When I washed the dishes this morning, I kept looking at the telephone. The results of my excisional biopsy are sitting on someones desk – or the slides are in a microscope now, and someone is looking at a slice of my skin. The truth of the cells in my skin exists, I just haven’t been told yet. The phone is silent.
The last time I saw my father alive. He was laying on his back in his bed in the hospital. His closed eyelids facing the ceiling. He was surrounded by the sound of the morphine beeping into his blood and the rattling sound of his breath. His body was shutting down. The warehouse of organs were closing the store. His body was going out of business. The nurse said he could probably still hear, as hearing is one of the last senses to go.
” I love you daddy”, I said.
I kissed him on the forehead and walked out of his room to go home and wait. The nurse said she would call if I needed to come back to the hospital. I went to bed to dream. The phone rang in the darkness.
“Hello ” I said.
“Please come back to the hospital,”
“Is he dead?” I asked.
“Please, just come back. We will tell you when you get here.”
The nurse wouldn’t tell me on the phone if my dad had died. Until the nurse told me he had died, or until I saw him dead, my dad was alive.
My brother drove to the hospital. I looked out the windows at the prairie fields covered in snow, the dark houses. People asleep, not aware of the sorrow driving past their homes. I remember taking off my gloves and looking at my hands. They felt warm. I wanted to remember that specific moment sitting in the car. The moment where I could have my dad alive for just a few more minutes.
Dad’s room was quiet. The silence felt like a physical force. His belongings were in a plastic hospital bag on the window ledge. The cord from the morphine machine was unplugged and wrapped around the base. I looked at his chest, to see if it was moving. It was still. He was silent. His hands were by his side, and the sheet was pulled up just under his chin. Someone had run a comb though his hair, and combed it straight back. The fresh tracks from the comb made little rows from the front of his forehead to the back of his head. His eyes were closed. His mouth was open. There was dried blood on his tongue and on the roof of his mouth.

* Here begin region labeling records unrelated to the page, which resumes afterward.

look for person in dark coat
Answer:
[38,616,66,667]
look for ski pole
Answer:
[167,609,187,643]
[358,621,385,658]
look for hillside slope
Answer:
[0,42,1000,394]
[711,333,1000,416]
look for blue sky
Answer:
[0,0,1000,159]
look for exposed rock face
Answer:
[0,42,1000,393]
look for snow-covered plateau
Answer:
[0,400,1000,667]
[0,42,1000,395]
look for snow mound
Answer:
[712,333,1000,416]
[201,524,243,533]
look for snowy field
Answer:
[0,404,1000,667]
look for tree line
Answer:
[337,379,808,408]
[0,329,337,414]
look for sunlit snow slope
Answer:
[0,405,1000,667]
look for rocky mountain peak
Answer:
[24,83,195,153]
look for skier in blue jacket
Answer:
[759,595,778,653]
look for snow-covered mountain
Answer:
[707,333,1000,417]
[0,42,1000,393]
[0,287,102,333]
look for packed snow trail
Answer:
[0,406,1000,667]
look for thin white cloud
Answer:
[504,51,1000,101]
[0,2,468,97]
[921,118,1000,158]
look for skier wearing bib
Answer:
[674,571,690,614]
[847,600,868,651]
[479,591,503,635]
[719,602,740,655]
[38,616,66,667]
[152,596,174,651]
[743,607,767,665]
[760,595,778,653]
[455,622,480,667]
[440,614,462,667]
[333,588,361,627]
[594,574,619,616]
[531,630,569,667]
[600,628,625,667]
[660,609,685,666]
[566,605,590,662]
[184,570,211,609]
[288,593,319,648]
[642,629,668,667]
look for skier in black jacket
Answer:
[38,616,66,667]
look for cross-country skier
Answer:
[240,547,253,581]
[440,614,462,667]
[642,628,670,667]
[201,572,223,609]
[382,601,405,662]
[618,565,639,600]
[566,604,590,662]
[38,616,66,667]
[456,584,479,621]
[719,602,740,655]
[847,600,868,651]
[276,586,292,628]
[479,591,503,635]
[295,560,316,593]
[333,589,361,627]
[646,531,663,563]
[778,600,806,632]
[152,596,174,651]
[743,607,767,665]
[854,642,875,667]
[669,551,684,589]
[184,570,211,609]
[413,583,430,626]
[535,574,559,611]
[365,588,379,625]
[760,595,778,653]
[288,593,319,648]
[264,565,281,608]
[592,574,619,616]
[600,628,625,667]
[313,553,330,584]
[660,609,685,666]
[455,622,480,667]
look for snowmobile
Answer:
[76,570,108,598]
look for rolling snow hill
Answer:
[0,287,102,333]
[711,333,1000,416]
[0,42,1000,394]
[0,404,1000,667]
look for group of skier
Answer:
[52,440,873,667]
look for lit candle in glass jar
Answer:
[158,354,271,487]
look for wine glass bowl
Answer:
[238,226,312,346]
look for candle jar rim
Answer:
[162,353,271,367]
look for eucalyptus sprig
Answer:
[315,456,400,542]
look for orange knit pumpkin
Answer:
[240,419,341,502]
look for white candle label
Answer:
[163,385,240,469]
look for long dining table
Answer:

I walked to the side of his bed and said,
“Hi Daddy. I love you.”
He looked like my dad. I bend down and kissed him on his forehead. His skin was cold. It felt loose, like it had separated from him, and was now just laying next to his skull. I felt like I was kissing a stone. My dad didn’t live there anymore.
I asked if I could have a few minutes alone with him. The nurse and my brother went and stood in the hallway. I took a pair of scissors out of my pocket and cut off a piece of his hair from the back of his head. I put the hair in my pocket and walked out.
Until the phone rings today and the nurse tells me the results of the latest biopsy, I don’t have cancer. I will believe that all the cancer was cut out in the surgery. I will believe that I have good margins. If I don’t know about it, it doesn’t exist. I will look at the hands of my children, and I will remember this day.